"Drawing Quirks 3" Exhibition

Parker's Box

poster for "Drawing Quirks 3" Exhibition

This event has ended.

A few years after the previous episode, Drawing Quirks 3 re-launches our investigation into the contemporary relevance of certain idiosyncratic drawing practices. With the relative rarity of images made by human hand accelerating by the millisecond (in the face of the tsunami of computer-generated images), could it be that the shock of the old is increasing, endowing drawing, for example, with renewed pertinence, potential and desire in the eye of the beholder?

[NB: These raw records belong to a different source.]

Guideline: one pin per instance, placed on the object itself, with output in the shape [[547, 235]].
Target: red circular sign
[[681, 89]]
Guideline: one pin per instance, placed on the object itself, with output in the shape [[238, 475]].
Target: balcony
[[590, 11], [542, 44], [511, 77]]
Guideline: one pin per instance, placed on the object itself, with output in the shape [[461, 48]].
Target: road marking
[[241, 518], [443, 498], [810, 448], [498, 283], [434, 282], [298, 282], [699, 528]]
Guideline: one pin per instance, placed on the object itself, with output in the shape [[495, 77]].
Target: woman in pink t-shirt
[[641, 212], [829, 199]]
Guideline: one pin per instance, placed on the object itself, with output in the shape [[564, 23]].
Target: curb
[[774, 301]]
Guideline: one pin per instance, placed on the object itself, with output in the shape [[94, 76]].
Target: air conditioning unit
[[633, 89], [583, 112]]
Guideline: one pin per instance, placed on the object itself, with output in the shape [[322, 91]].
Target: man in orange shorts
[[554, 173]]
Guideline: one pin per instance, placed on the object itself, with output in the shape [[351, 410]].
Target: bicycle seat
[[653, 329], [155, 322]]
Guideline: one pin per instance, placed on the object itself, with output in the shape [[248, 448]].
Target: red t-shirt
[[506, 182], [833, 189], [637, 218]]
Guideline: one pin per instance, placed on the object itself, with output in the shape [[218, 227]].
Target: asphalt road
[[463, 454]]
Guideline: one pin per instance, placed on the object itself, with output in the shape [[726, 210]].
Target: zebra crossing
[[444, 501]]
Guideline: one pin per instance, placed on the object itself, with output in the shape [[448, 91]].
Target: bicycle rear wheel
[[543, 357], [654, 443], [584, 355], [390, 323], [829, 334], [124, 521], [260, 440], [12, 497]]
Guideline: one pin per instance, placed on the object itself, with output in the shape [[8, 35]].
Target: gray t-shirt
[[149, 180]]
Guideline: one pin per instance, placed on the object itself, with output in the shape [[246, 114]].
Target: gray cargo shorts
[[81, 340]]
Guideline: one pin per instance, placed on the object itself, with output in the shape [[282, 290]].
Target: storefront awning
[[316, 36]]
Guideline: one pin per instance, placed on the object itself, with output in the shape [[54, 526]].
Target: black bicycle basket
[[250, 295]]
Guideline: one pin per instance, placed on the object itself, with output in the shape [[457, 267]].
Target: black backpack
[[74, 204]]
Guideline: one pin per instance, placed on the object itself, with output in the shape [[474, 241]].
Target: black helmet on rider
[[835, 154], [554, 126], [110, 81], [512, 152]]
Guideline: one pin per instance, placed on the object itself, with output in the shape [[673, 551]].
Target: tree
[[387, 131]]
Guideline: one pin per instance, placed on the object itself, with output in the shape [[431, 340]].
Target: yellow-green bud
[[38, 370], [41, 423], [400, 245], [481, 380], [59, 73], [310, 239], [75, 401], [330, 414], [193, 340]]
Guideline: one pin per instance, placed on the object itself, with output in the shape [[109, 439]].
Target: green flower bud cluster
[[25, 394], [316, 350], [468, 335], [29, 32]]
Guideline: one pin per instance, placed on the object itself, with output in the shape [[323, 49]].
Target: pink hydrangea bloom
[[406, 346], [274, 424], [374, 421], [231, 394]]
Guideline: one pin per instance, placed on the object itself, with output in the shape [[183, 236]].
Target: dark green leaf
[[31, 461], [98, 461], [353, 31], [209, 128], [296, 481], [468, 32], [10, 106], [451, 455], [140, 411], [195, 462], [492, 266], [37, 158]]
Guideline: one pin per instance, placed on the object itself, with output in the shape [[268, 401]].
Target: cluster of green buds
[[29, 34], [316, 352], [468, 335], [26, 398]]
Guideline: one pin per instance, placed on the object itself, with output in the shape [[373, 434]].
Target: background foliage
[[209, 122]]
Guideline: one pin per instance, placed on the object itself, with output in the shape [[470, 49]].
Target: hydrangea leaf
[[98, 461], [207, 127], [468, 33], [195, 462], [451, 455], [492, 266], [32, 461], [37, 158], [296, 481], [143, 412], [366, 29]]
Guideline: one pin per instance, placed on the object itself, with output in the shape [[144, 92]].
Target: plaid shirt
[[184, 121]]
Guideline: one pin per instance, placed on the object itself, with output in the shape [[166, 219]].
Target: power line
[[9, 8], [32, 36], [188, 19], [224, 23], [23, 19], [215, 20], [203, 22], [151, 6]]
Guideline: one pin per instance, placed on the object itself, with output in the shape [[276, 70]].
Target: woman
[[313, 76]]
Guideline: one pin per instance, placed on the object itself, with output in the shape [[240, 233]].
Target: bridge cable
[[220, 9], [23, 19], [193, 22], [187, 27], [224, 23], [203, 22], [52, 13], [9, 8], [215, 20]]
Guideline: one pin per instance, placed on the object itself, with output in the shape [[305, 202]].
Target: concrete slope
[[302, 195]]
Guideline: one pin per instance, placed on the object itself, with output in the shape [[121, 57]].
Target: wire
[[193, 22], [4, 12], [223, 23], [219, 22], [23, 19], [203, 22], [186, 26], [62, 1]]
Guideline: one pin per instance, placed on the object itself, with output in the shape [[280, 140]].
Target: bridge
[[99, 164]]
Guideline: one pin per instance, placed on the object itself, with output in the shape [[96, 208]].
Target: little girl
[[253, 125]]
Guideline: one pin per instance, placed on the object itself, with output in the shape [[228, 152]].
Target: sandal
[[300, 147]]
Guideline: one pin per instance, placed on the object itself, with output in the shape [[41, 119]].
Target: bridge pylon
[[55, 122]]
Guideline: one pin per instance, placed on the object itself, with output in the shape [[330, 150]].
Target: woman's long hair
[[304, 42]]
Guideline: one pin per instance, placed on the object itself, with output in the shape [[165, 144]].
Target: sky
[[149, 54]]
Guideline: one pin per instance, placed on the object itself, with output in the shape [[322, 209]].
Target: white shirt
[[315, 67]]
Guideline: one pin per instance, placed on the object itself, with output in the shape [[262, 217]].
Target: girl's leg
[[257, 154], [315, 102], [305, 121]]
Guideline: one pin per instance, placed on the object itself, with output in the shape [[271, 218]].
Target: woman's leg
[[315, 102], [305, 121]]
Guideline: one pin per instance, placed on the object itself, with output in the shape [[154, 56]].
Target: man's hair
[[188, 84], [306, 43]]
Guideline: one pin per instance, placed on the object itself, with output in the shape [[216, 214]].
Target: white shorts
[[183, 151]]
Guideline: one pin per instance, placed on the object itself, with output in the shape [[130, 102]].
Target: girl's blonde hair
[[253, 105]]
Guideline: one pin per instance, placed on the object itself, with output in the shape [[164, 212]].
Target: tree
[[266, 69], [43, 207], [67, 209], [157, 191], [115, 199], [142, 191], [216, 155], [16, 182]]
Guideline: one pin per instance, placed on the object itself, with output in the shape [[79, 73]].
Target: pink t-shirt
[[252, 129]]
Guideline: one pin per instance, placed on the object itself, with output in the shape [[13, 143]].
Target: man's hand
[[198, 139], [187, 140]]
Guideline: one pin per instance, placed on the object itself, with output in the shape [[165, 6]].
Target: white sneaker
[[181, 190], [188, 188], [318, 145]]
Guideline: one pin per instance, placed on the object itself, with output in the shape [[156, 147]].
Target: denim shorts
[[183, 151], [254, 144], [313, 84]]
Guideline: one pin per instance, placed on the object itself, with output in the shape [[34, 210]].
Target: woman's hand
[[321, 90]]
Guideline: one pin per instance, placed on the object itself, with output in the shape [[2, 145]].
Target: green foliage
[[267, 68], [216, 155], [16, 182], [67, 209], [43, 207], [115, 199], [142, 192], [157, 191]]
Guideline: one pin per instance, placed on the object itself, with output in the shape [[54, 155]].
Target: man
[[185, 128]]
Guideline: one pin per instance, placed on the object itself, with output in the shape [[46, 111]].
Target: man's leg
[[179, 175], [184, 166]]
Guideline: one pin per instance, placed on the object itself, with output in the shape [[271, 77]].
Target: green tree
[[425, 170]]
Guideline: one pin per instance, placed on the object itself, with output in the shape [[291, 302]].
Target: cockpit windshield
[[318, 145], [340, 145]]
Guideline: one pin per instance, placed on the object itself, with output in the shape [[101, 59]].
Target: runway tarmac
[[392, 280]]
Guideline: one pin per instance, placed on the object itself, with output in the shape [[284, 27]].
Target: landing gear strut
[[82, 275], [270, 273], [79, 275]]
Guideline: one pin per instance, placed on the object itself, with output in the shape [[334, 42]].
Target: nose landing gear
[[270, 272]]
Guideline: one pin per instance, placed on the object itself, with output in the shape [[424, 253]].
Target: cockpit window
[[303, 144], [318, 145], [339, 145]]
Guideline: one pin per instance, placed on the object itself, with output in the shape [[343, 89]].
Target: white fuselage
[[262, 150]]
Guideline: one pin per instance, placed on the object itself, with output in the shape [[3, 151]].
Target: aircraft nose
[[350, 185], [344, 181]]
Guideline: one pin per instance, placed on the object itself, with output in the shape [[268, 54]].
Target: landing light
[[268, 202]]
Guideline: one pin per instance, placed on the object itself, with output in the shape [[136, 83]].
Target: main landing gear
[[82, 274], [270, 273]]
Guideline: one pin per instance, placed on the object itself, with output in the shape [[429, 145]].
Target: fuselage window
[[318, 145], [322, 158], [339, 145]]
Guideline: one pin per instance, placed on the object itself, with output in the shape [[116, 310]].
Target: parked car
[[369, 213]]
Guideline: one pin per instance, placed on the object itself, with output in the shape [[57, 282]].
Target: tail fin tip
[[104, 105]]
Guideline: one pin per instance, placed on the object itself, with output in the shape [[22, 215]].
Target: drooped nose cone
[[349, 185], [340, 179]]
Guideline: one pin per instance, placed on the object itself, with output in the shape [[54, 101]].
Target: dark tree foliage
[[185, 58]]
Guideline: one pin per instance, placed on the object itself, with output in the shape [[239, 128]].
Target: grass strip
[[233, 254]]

Drawing Quirks 3, offers diverse and refreshingly quirky drawing practices through a selection of works including a number of animated films. In his large ink drawings, Vincent Bizien has developed personal metaphors and symbolism in which both abstract marks and rudimentary spaces and figures combine. Catherina van Eetvelde bears interesting witness to a love-hate relationship with fragments of flow charts, graphic schemas and such, infiltrated by more personalized, yet equally obsessive iconography. Simon Faithfull also turns the tables on the digital world in his palm pilot drawings, made directly from observation, and instantly translated into pixels, to be etched or animated. Patrick Martinez has also turned certain drawings into animation, but his immediate tool is nothing more sophisticated than an eraser. In his more recent series of ballpoint doodles, titled Spinheads, images emerge from a flow of consciousness to be viewed from any angle. Fleur Noguera takes us on a similarly dreamy journey through landscapes that seem both familiarly contemporary and nostalgically timeless, in both drawings and her animation film: Smoke. Mike Rogers presents a new version of the drawings he showed in Drawing Quirks 2, -banal suburban interiors and exteriors, transformed by obsessive and intricately exotic decorative elements, rendered here in the strangely soft hues of school-issue colored pencils. Finally, Justin Storms’ minutely detailed drawings take us deliberately back in time into the misty and barbaric world of 17th Century whaling. For all the romantic cruelty that Storms depicts, the power and subtlety of his work also owes something to our awareness that the barbarism of modern man has created devastation on an incomparable scale. Ultimately Drawing Quirks 3 seeks to present multiple aspects of the use of “old” drawing techniques, which can optimize contemporary attitudes and vision in artists’ relationships to the world.